The Court of Appeals for the Second Circuit has noted several times the existence of a "firmly established federal policy favoring exhaustion of administrative remedies in ERISA cases." Alfarone v. Bernie Wolff Constr. Corp., 788 F.2d 76, 79 (2d Cir. 1986) cert. denied, 479 U.S. 915 (1986); Eastman Kodak Co. v. STWB, Inc., 452 F.3d 215, 219 (2d Cir. 2006); Jones v. UNUM Life Ins. Co. of Am., 223 F.3d 130, 140 (2d Cir. 2000); Kennedy v. Empire Blue Cross & Blue Shield, 989 F.2d 588, 594 (2d Cir. 1993). "Unless a 'clear and positive showing' is made that it would be futile for the claimant to pursue her claim through the internal claims process, 'that remedy must be exhausted prior to the institution of litigation.'" Eastman Kodak, 452 F.3d at 219 (quoting Jones, 223 F.3d 130 at 140 (internal quotation marks omitted)).

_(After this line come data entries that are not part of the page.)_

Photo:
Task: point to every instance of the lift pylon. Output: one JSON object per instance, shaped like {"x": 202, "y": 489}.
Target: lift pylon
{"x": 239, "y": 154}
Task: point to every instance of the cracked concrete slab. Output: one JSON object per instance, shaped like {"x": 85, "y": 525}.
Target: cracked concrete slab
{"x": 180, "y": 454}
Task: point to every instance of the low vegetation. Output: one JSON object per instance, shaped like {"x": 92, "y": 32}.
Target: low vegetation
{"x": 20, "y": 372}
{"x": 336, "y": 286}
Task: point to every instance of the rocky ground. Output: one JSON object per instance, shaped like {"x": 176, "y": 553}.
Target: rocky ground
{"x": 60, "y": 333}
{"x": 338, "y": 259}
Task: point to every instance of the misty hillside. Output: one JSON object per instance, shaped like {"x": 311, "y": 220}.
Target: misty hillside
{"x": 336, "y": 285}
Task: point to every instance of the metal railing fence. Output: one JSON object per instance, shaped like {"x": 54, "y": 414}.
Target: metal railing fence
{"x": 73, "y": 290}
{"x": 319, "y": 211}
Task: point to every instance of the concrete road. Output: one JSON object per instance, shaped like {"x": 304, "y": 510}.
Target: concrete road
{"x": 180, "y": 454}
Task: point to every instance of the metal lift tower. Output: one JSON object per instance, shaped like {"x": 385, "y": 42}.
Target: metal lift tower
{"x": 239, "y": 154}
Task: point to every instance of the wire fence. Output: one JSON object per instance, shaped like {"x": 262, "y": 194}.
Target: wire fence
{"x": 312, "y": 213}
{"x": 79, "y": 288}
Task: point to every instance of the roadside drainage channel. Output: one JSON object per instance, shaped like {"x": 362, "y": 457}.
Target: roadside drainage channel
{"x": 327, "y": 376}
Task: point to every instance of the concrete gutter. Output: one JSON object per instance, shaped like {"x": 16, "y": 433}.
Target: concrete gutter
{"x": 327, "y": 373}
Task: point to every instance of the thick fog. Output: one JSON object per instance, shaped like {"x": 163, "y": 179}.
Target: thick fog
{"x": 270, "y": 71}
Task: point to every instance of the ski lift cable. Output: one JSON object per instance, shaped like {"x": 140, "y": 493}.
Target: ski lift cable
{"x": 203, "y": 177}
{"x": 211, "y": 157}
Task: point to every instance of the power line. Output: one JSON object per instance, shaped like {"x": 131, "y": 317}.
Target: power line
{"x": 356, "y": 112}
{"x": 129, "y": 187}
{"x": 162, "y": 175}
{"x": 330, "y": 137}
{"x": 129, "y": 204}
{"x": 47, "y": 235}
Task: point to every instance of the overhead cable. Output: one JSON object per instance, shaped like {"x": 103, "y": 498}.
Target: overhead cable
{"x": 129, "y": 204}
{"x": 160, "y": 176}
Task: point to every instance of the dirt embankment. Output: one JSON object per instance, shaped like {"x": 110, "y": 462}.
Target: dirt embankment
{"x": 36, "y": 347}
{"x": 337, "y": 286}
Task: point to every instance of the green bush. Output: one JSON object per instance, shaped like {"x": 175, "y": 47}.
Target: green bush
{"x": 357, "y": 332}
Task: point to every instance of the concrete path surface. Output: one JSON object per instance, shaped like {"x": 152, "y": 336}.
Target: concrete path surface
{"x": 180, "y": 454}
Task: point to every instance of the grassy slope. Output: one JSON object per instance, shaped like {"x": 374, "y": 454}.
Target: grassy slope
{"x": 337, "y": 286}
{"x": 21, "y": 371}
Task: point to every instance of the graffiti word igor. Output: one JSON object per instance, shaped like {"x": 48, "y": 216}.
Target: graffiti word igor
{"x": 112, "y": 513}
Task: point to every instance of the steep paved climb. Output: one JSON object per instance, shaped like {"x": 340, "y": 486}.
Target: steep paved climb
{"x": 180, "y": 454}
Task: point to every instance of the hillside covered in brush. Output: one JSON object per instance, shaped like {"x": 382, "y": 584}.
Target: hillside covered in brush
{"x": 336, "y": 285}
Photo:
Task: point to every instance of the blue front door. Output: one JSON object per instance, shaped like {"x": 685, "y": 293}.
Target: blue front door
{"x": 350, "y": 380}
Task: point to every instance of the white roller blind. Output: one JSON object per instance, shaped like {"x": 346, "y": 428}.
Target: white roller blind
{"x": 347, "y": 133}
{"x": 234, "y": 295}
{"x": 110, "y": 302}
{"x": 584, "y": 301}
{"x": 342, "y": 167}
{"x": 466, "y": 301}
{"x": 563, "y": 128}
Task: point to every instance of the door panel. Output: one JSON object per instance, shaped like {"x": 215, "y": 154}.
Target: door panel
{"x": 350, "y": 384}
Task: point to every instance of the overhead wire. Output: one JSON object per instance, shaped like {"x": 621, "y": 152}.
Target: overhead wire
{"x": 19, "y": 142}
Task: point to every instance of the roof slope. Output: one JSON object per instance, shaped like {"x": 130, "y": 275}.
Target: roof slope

Klotz v. Xerox Corp., 557 F. Supp. 2d 400, 407 (W.D.N.Y. 2008), aff'd Klotz v. Xerox Corp., No. 08-3214-cv, 332 Fed. Appx. 668 (2d Cir. Jun. 5, 2009). Nothing plead in the complaint shows that Plaintiff timely exhausted his administrative remedies under the KMAP. Plaintiff's contention that he believed the changes at issue did not apply to him is belied by the August 1, 2008 letter addressed specifically to him, and by the mention in that letter that the changes applied to anyone who retired after October 1, 1991, a category into which Plaintiff fell. Moreover, the August 2008 letter put Plaintiff on notice of the requirement that he file a claim if he thought the changes did not apply to him. In that regard, Plaintiff's complaint does not make a plausible showing that it would have been futile for him to make such claim and follow through the administrative process with KMAP's administrator. Consequently, Plaintiff's failure to exhaust administrative remedies means that his ERISA lawsuit cannot go forward and must be dismissed.


For the reasons stated above, Defendants' motion (Docket No. 15) to dismiss the complaint is granted and the Clerk is directed to close the case.